Rule Of Law Completely Broken, Illegal Construction Flourishing In Delhi: SC
The rule of law over sanction to construct buildings has "completely broken down" in Delhi, the Supreme Court has said today, expressing concern over rampant illegal constructions in the national capital.
Ordering restoration of its 2006 monitoring panel to identify and seal such structures, a top court Bench, comprising Justices M B Lokur and Deepak Gupta, also summoned the South Delhi Municipal Commissioner (SDMC) to appear before it in person as it took serious note of an unauthorised colony at Mehrauli.

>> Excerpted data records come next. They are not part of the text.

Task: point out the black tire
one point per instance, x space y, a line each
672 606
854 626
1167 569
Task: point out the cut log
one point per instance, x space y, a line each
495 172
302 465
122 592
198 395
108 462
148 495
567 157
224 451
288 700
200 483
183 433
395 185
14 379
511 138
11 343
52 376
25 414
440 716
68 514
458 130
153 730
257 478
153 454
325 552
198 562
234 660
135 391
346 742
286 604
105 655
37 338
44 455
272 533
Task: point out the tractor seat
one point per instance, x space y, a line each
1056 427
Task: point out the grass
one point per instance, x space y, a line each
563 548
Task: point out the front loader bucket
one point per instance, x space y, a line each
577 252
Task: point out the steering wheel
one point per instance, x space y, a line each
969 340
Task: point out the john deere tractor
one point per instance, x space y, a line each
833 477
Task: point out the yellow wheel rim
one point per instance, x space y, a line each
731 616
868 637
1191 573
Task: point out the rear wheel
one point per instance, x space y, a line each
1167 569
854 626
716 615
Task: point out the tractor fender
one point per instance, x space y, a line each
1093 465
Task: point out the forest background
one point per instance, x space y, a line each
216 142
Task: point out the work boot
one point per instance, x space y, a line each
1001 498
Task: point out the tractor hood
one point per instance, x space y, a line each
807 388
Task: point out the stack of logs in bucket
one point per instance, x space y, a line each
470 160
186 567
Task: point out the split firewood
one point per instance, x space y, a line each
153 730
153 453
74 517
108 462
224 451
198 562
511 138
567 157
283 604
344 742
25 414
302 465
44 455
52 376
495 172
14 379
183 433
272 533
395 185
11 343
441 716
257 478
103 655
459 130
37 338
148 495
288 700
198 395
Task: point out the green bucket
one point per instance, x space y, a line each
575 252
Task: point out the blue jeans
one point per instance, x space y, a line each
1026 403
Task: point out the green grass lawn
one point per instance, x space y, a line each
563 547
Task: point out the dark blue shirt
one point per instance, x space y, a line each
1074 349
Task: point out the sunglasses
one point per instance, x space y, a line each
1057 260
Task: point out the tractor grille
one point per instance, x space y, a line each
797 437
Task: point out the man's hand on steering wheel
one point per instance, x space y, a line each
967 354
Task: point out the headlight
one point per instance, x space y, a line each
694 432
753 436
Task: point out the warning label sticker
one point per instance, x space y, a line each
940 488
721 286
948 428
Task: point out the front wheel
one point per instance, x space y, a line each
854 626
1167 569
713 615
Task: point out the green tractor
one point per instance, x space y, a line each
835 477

It decided to restore the powers of the monitoring committee, which was relieved in 2012, to identify and seal unauthorised premises and construction in the city.
The Bench, while posting the matter for further hearing on December 14, said unauthorised constructions had a vital impact on the environment in Delhi in terms of sewage and related issues such as parking and waste management.

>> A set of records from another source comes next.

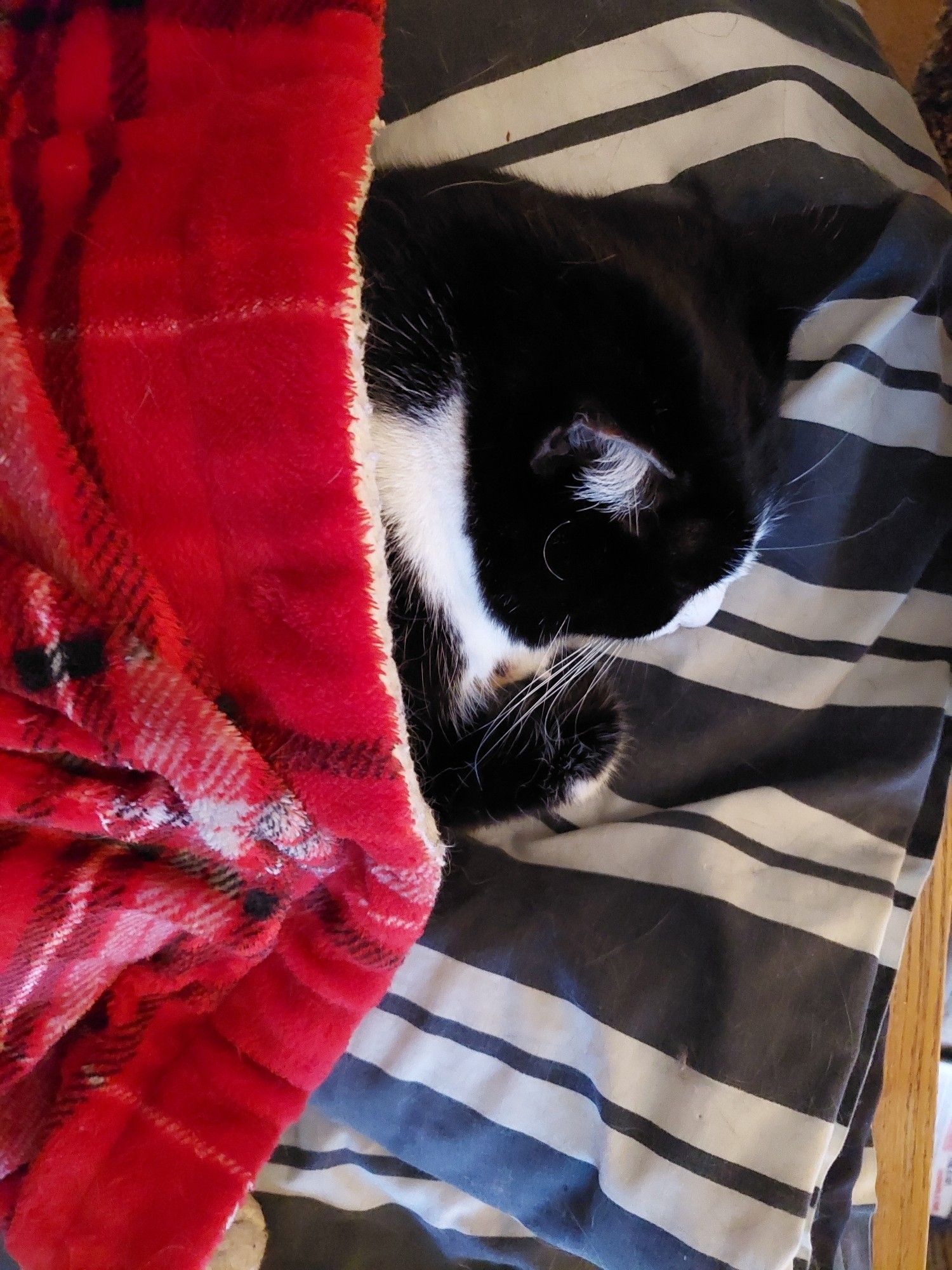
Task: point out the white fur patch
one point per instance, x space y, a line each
616 479
422 479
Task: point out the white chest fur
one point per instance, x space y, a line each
422 481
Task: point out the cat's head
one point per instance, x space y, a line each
621 411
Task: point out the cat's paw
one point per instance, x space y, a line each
583 745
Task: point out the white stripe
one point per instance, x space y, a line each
658 153
841 397
890 328
896 938
633 69
923 618
913 876
785 824
865 1186
703 1112
352 1189
771 817
785 604
729 662
694 862
706 1216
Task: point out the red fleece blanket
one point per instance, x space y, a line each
213 849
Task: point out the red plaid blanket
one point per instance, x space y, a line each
213 852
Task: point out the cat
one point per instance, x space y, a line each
571 407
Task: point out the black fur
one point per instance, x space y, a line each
565 322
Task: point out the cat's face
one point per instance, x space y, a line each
638 474
573 401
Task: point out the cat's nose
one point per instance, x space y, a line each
701 609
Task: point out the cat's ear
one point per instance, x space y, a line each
791 264
614 472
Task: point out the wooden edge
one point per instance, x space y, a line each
903 1130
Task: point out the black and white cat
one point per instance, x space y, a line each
569 401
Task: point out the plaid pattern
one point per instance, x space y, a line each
213 852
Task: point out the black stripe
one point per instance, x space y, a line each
783 642
699 824
432 53
929 824
315 1161
557 824
904 651
837 651
305 1234
701 980
868 519
718 88
871 364
692 742
873 1031
667 1146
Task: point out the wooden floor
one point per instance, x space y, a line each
904 1125
904 30
903 1130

The top court sought the assistance of the additional solicitor general, who is appearing on behalf of the Ministry of Environment, Forests and Climate Change, to ensure that there was no further breakdown of the rule of law in so far as construction activities were concerned.

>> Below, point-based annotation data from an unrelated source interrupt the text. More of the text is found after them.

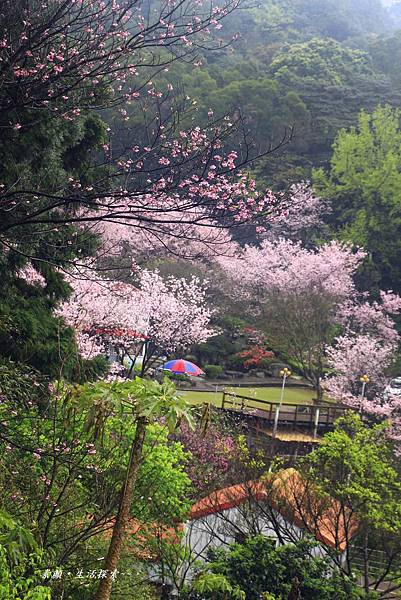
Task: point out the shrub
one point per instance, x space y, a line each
213 371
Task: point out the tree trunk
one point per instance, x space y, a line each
366 564
122 518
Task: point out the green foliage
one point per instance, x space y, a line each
71 459
364 184
213 371
217 586
22 563
261 568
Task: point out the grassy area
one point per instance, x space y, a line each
271 394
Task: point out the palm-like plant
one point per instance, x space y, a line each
148 401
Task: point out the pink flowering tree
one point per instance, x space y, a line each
313 313
296 295
351 357
63 62
299 215
158 316
367 348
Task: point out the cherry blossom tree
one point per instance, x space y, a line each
155 317
306 298
64 60
351 357
299 216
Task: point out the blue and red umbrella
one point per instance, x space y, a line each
182 367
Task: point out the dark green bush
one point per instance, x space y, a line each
213 371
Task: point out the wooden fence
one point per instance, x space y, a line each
311 417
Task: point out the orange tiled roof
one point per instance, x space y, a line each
294 498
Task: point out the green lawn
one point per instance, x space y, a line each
291 395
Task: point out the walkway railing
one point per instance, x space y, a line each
310 416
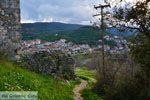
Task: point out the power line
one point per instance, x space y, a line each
102 7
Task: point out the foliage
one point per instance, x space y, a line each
128 86
88 75
55 63
15 78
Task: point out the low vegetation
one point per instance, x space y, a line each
54 63
90 76
15 78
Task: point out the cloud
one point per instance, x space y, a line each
68 11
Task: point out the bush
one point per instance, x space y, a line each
55 63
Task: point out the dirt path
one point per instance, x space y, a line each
78 88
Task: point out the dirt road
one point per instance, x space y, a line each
78 89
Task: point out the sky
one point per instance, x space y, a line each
66 11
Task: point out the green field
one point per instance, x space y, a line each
14 78
90 76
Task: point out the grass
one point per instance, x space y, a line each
15 78
88 75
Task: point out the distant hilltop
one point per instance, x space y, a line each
53 31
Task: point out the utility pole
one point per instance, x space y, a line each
102 35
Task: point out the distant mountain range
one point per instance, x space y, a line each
71 32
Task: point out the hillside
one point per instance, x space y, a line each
71 32
14 78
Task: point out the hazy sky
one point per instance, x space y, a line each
68 11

"Our attention has particularly been drawn to the establishment of an unauthorised colony, namely Sai Kunj in Mehrauli," the Bench said, noting that the colony which has come up on agricultural land fell under the SDMC.
"We would like the commissioner of the SDMC to be present in court on the next date of hearing, and inform us what the statutory duties conferred upon him and his subordinate officers were, and why they were not being carried out," the Bench said.
"Prima facie, it appears to us that the rule of law with regard to the sanction and construction of buildings in Delhi seems to have completely broken down," the Bench said.